Virtual tokens displayed considerable selling pressure in the past day, with Bitcoin stuck around the $103,000 vicinity.
The global cryptocurrency market cap remained relatively stable with a 0.02% dip to $3.41 trillion.
Meanwhile, one segment thrived amidst the broader sluggish performance.
Data from Coingecko shows privacy cryptocurrencies decoupled from the overall market downturn.
The sector added more than $2.2 billion within the past 24 hours, following an over 8% increase to $26.91 billion.
Also, the robust $4.41 million in daily trading volume suggests significant trader activity in privacy-focused digital tokens.
That comes as coins dedicated to confidential blockchain transactions, including Zcash, Dash, and Ergo, maintain bullish price structures after the latest rallies.
The trio dominated trends among privacy tokens with up to 20% gains over the past 24 hours.
On the other hand, lesser-known Lit Protocol (+65%), Xelis (+40%), and Namada (+24%) were top gainers over the past 24 hours.
While the green price charts entice traders and investors, significant rallies in privacy tokens amid broader market slumps confirm shifting sentiments among market participants.
Traders are now favoring untraceable, decentralized financial environments to navigate the intensifying regulatory enforcement against cryptocurrencies.
ZEC and DASH continue winning streaks
Zcash, the largest privacy coin by market capitalization, recorded remarkable surges lately, gaining more than 470% in 30 days.
It has maintained its upside momentum after an over 15% and 60% gain in the past day and week respectively.
ZEC is hovering at $532, with a soaring trading volume confirming stability.
Technical indicators support more rallies after continued gains from around $53 in late September.
Dash gained over 15% the past 24 hours, now up 180% the past week.
The altcoin is trading at $125 with optimistic on-chain and technical metrics hinting at continued rallies.
ZEC and DASH appear poised for more uptrends as broader attention remains on privacy cryptocurrencies.
What’s fueling privacy cryptos?
The decouple coincides with renewed debates about monetary privacy and surveillance in traditional and blockchain platforms.

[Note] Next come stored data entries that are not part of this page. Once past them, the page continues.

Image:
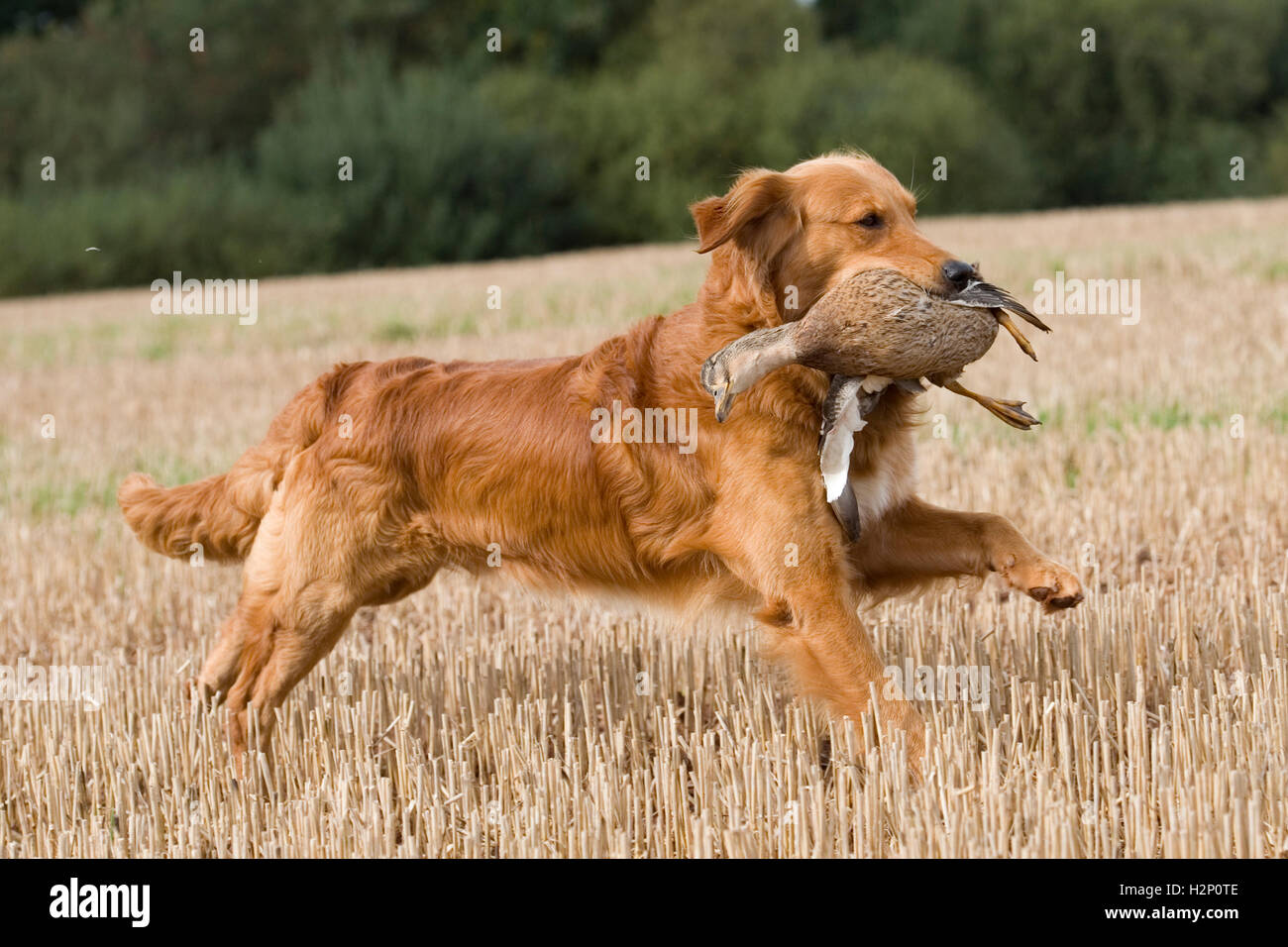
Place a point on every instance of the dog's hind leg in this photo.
(791, 551)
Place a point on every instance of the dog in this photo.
(376, 475)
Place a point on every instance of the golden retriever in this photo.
(378, 474)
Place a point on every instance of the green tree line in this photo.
(226, 159)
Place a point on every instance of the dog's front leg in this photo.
(917, 541)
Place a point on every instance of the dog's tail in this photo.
(222, 513)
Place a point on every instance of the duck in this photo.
(874, 330)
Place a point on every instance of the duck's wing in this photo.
(844, 408)
(986, 295)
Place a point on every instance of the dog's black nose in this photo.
(957, 273)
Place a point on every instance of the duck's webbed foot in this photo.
(844, 410)
(1010, 411)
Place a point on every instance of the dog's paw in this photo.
(1044, 581)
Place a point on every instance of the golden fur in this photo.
(443, 460)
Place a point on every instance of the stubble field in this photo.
(485, 720)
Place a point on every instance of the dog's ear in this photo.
(752, 197)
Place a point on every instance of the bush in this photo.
(438, 172)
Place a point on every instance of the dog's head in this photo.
(797, 234)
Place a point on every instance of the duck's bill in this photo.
(716, 388)
(724, 402)
(987, 295)
(1005, 321)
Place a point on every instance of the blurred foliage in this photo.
(224, 162)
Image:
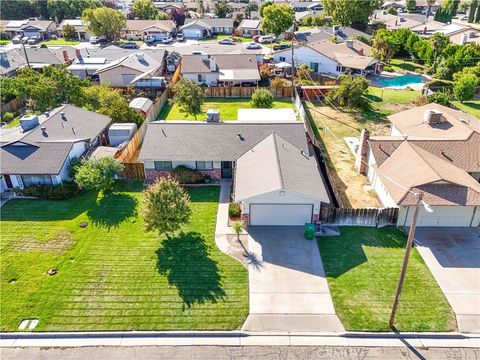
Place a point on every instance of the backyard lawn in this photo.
(112, 275)
(362, 267)
(228, 108)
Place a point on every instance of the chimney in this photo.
(361, 159)
(213, 64)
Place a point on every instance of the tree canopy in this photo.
(104, 22)
(277, 18)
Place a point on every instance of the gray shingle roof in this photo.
(281, 166)
(201, 141)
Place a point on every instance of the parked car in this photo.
(281, 47)
(226, 41)
(130, 45)
(253, 46)
(17, 39)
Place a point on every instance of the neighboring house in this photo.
(10, 61)
(250, 27)
(30, 27)
(39, 150)
(275, 177)
(432, 149)
(326, 57)
(129, 69)
(138, 29)
(77, 24)
(340, 33)
(230, 70)
(205, 27)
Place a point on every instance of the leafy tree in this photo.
(70, 9)
(144, 10)
(110, 102)
(165, 206)
(97, 174)
(350, 92)
(69, 31)
(277, 18)
(189, 97)
(384, 45)
(262, 99)
(222, 9)
(350, 13)
(464, 86)
(104, 22)
(410, 5)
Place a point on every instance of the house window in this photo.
(163, 165)
(314, 67)
(33, 180)
(204, 165)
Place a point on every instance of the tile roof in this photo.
(202, 141)
(282, 166)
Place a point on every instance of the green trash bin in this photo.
(309, 231)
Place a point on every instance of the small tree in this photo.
(262, 99)
(189, 97)
(165, 206)
(464, 86)
(97, 174)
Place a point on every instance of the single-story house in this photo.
(129, 69)
(326, 57)
(205, 27)
(39, 150)
(276, 178)
(249, 27)
(228, 69)
(432, 149)
(79, 27)
(138, 29)
(30, 27)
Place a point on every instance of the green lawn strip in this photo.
(112, 275)
(228, 108)
(362, 266)
(470, 107)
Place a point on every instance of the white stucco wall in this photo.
(305, 55)
(275, 198)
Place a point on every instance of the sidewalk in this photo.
(238, 338)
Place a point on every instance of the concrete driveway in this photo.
(287, 284)
(453, 257)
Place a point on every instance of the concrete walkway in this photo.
(287, 284)
(453, 257)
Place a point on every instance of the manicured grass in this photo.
(60, 42)
(228, 108)
(470, 107)
(111, 274)
(362, 267)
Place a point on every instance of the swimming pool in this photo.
(402, 80)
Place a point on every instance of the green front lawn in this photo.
(363, 265)
(228, 108)
(470, 107)
(111, 274)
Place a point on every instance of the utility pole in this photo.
(411, 234)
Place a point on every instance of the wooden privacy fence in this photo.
(359, 217)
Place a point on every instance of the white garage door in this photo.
(279, 214)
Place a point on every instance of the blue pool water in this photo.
(402, 80)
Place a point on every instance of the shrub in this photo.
(262, 99)
(234, 210)
(185, 175)
(67, 190)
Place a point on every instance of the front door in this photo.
(227, 169)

Reports of governments targeting blockchain transactions have sparked discussions around the anonymity of digital payments.
Recently, the US sanctioned North Korea for using cryptocurrency to fund its missile and weapons of mass destruction initiatives.
Today, Treasury’s Office of Foreign Assets Control took decisive sanctions action against North Korean cybercrime and IT worker fraud that the regime uses to fund its weapons of mass destruction and ballistic missile programs. Over the past three years, North Korea-affiliated
Analysts attribute the current momentum among privacy coins as a hedge against looming regulatory pressure.
These coins are offering an alternative for individuals seeking confidentiality as centralized exchanges (CEXs) implement stricter AML and KYC protocols.
If this momentum continues, privacy cryptocurrencies could establish themselves as legitimate tools for preserving digital freedom in the increasingly regulated financial landscape.